3.1 Overview

Most of you are looking to use R for data analysis, which of course requires learning how to import your data into R. This is maybe the big leap for people who are not used to programming.
To import data into R, you will create an object that points to a dataset somewhere on your computer. R will then import that data as a dataframe object (see Module 2).

3.1.1 What is a dataframe?

The most important thing to keep in mind is that your data should contain each observation as a separate row. For example, each subject should be a separate row. If you have repeated measurements from the same subject, each observation should be a separate row, and you should have a column that specifies which observation/trial number.

For example, this is the WRONG way to structure a dataframe:

Subject Time 1 Time 2 Time 3
A 1.2 2.5 4.1
B 1.6 2.6 3.8
C 0.9 2.4 3.6

The correct structure for this data set would be:

Subject Time Value
A 1 1.2
A 2 2.5
A 3 4.1
B 1 1.6
B 2 2.6
B 3 3.8
C 1 0.9
C 2 2.4
C 3 3.6

The order of the rows is not relevant. The key is that each observation for a given individual shows up as separate rows.

3.1.2 File Formats

R can read several file formats, but the popular excel format (.xlsor .xlsx) is NOT one of them. Instead, you will most often convert your excel sheet into one of two formats: tab-delimited files or comma-separated-values files (.csv).
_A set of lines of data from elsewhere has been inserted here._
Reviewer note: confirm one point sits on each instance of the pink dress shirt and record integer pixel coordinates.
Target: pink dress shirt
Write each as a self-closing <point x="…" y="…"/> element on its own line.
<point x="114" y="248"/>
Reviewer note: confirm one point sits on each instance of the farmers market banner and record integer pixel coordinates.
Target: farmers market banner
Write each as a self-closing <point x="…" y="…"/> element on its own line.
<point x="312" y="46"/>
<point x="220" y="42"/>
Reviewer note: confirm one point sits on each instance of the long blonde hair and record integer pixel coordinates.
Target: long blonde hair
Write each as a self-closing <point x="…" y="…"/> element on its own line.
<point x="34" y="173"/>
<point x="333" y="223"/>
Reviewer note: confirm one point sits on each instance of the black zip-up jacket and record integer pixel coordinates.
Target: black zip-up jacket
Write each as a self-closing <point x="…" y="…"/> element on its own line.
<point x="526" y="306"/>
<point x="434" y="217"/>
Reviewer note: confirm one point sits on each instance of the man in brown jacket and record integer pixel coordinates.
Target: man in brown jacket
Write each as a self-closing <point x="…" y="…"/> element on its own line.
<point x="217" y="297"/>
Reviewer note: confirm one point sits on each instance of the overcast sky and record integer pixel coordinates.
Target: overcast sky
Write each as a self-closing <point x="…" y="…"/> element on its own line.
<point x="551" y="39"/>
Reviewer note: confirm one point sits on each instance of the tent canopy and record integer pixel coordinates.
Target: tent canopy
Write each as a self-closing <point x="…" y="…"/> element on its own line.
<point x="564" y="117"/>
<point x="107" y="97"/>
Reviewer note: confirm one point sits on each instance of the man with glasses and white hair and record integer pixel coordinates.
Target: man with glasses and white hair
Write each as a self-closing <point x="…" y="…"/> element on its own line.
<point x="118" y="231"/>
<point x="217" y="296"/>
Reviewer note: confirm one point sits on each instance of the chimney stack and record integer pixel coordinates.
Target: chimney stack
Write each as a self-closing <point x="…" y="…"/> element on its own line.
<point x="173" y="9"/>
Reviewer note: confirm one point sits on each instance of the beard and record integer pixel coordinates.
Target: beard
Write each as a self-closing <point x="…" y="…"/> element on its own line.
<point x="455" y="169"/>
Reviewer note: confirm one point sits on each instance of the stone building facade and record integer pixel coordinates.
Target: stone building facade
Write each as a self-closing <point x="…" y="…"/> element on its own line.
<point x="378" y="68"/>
These are file formats that can be read by any text editor.
If you use Excel or any other spreadsheet for data storage, you can easily convert those into one of these formats using [Save as...]

In this class, I will be using .csv files for almost all data importing tasks.

R can also handle databases (e.g., Microsoft Access) using a special package called RODBC. You can get a comprehensive tutorial here

3.2 Import .csv files

Step 1: Download the practice data folder:

Go to the course google drive folder for week 2 and download the entire folder called ‘data’ by right-clicking (or control-click) and selecting ‘download’. It will compress the files into a .zip format and you can save it somewhere on your computer. Uncompress the .zip file, and you should end up with a folder named ‘data’.

Step 2: Find out the path to your data folder and files

Quick refresher: finding the path to a file
Importing data is easier if you know how to get the path to the .csv file on your computer. We covered this in module 1 (Intro).

  • For Windows, you can get the path name of the file or folder by right-clicking it and click “Copy as Path”
  • For Mac (or Windows), you can look for the file/folder in Finder, and then drag and drop the icon into the “Go to file/function” bar at the top of the RStudio window.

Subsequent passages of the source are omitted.